Armored Brigade is a real-time tactical wargame, focusing on realism and playability. The first incarnation of the game was published in 2008 and the most recent version was released in January 2016; marking last freeware version to be published. A commercial version, including drastic gameplay improvements, new features and reworked unit and terrain graphics is being actively developed with scheduled completion during the fall of 2018.

Players control individual tanks and vehicles from a top-down perspective, on a zoomable map. Infantry are mostly in squad/section sized units. The whole force under a player's control ranges from platoon level upwards, depending on battle options.

The games are single player against the AI.

==Gameplay==

| June 18, 1987. Across a birch-dotted valley somewhere in Eastern Europe, a line of US APCs nervously scurry. The friendly scout teams on the wooded slopes ahead hear the rumble of thunder first, but by then it's much too late. Two MiG 21s are overhead in an instant, cluster bombs tumbling from their wings as they pass. In the welter of detonations, three APCs shudder to a halt. The surviving vehicles race for the treeline and disgorge their passengers while Vulcan mini-guns spew leaden fury at the fast-fleeing aircraft. The first exchange in a typically tense Armored Brigade battle. |
| Eurogamer |
Armored Brigade simulates modern combined-arms combat from platoon to regiment/brigade level from a top-down perspective. Freeware version only represented a hypothetical World War III scenario in 1987, while commercial edition covers all years from 1965 to 1991. Sides available are the US, USSR, West and East Germany, UK, Finland and Poland. There are plans to add more nations (freeware version had 11 nations, but limited to a single year) and open up the timescale, including World War II.

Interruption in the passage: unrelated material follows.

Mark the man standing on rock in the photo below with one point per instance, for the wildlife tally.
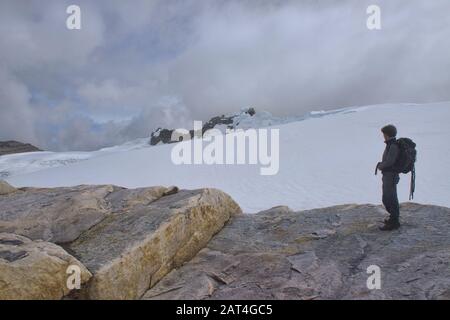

Players can control individual vehicles, platoons and companies. Infantry is mostly in squad/section sized units. The game includes a wide variety of accurately researched and historical squads, weapons, vehicles, aircraft and artillery.

Unit morale, experience level and fatigue, command delay, a wide set of weapon and vehicle parameters are all taken into account to produce realistic combat simulation.

A wide range of orders are available supplemented by a set of standard operating procedures, like different rates of fire, engagement ranges and dismount policy. Furthermore, units can be organized into nine formations, with customizable spacing between individual vehicles.

The current version of the game includes large real world terrain maps, representing areas likely to be involved in a Cold War engagement, including the Fulda Gap and North German Plain.

Up to 0.801 beta version, maps could be randomly generated, either by the built-in map generator with a number of different settings or by an external tool like Terragen (from version 0.704a). Afterwards, real terrain maps were introduced, generated from satellite data. Their size can vary from 2x2 to 15x15 kilometres, on an area covering initially about 7,300 square kilometres and, soon afterwards, increased to 30,000 square kilometres. Different terrain sets for summer, autumn and winter seasons are available. Also included are desert, tropical and "nuclear wasteland" sets. Real world elevation data can also be read by the game to generate accurate maps of anywhere in the world.

The game features a dynamic time of day and variable visibility, with the weather, including night and storm, influencing the battle and ground conditions. Other interesting features are 3D battlefield overview and civilian units.

The games are currently single player against the AI. The AI is able to analyse terrain both in offensive and defensive operations and conduct manoeuvres according to one of predetermined routines - Armored, Mechanized or Infantry - with emphasis placed on the corresponding unit type.

==Reception==
The game has been widely praised by critics, even in its early incarnation. It has been favourably compared to Steel Panthers, the Combat Mission series and the Close Combat series. Computer and Video Games said it "hides convincing Cold War combat drama under unassuming 2D top-down visuals". By 2013, the game was reviewed and positively rated among others by Eurogamer.dk and Ekstra Bladet, the biggest newspaper in Denmark.

==Modding==
From 0.697c onward, all data base entries are externalized in XML format and thus are open for modding. Small mods are already available at official forums and more can be expected as the game reaches version 1.0. Commercial versions will include a full editor.